According to Vladimir Putin, the Russian army is “moving in the right direction” in Ukraine. And he promised that Russian troops would take out the Patriot air defense system, which Kyiv obtained this week from the Americans.
“Of course we are going to destroy it, 100%!” Vladimir Putin launched, three days after affirming that his army would find “an antidote” to counteract “this rather old system”.
In addition to the Patriot system, the Ukrainian president, Volodymyr Zelensky, left his visit to the United States with the promise of an endowment of 45,000 million dollars in aid planned in the next US federal budget.
If the Russian General Staff has confirmed that it intends to conquer the entire Donetsk industrial region, Volodymyr Zelensky has sworn to it that he wants to recover the four Ukrainian regions annexed by Russia at the end of September: Donetsk, Lugansk, Zaporijjia, Kherson -, as well as the peninsula of Crimea, annexed in 2014.
End of the “dark” year
He rebuked Russian “terrorists” who carried out bomb attacks on Saturday against the city center of Kherson, a southern Ukrainian city retaken on November 11 after eight months of occupation by Moscow troops.
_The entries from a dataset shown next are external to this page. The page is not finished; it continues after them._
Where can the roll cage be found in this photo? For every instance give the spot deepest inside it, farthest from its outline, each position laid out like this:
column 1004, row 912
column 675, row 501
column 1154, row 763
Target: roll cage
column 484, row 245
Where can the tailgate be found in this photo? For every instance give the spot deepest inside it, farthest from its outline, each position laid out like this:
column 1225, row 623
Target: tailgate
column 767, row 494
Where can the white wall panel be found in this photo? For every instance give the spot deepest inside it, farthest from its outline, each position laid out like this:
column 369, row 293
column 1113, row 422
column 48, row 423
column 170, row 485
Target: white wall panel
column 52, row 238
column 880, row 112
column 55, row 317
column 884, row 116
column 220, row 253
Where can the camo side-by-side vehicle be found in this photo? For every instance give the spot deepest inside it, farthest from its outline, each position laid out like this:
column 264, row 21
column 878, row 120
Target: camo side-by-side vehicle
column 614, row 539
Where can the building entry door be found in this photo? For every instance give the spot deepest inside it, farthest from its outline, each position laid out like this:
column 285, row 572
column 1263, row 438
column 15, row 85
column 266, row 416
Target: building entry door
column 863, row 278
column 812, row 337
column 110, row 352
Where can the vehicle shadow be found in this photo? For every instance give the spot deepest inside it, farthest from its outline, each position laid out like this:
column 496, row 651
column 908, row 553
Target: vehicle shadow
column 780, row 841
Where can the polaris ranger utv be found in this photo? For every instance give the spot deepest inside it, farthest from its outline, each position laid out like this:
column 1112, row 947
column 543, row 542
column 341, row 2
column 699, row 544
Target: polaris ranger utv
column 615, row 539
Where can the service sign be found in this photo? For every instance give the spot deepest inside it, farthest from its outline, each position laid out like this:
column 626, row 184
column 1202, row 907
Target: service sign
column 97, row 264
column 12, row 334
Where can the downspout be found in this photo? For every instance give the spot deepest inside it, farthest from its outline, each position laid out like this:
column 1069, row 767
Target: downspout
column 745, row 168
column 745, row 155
The central market and surrounding streets were shelled, killing at least 10 and injuring 55, an “act of terror”, according to the Ukrainian president.
Volodymyr Zelensky called on the Ukrainians to prepare for new attacks at the end of the year.
“We must be aware that our enemy will try to make this moment dark and difficult.”
Vladimir Saldo, the head of the pro-Russian administration in Kherson, blamed the attack on the Ukrainian army and criticized “a sick provocation aimed, of course, at accusing the armed forces of the Russian Federation.”
Rejection of “Russian influence”
On Sunday in Kyiv, the Orthodox celebrated Christmas alongside Catholics, a strong sign of defiance of Russian religious authorities, who will celebrate the birth of Jesus in two weeks’ time.
“The war has brought us so much pain,” faithful Olga Stanko said at a downtown church. “We cannot remain under Russian influence,” she added, as the military conflict has moved onto religious ground in recent weeks.
Ukraine, a country whose population is mostly Orthodox, is effectively divided between a Church dependent on the Moscow Patriarchate – which announced its break with Russia at the end of May due to the Russian offensive – and a Church independent of Russia oversight. Created at the end of 2018, the latter has sworn allegiance to the Ecumenical Patriarchate of Constantinople, which is based in Istanbul.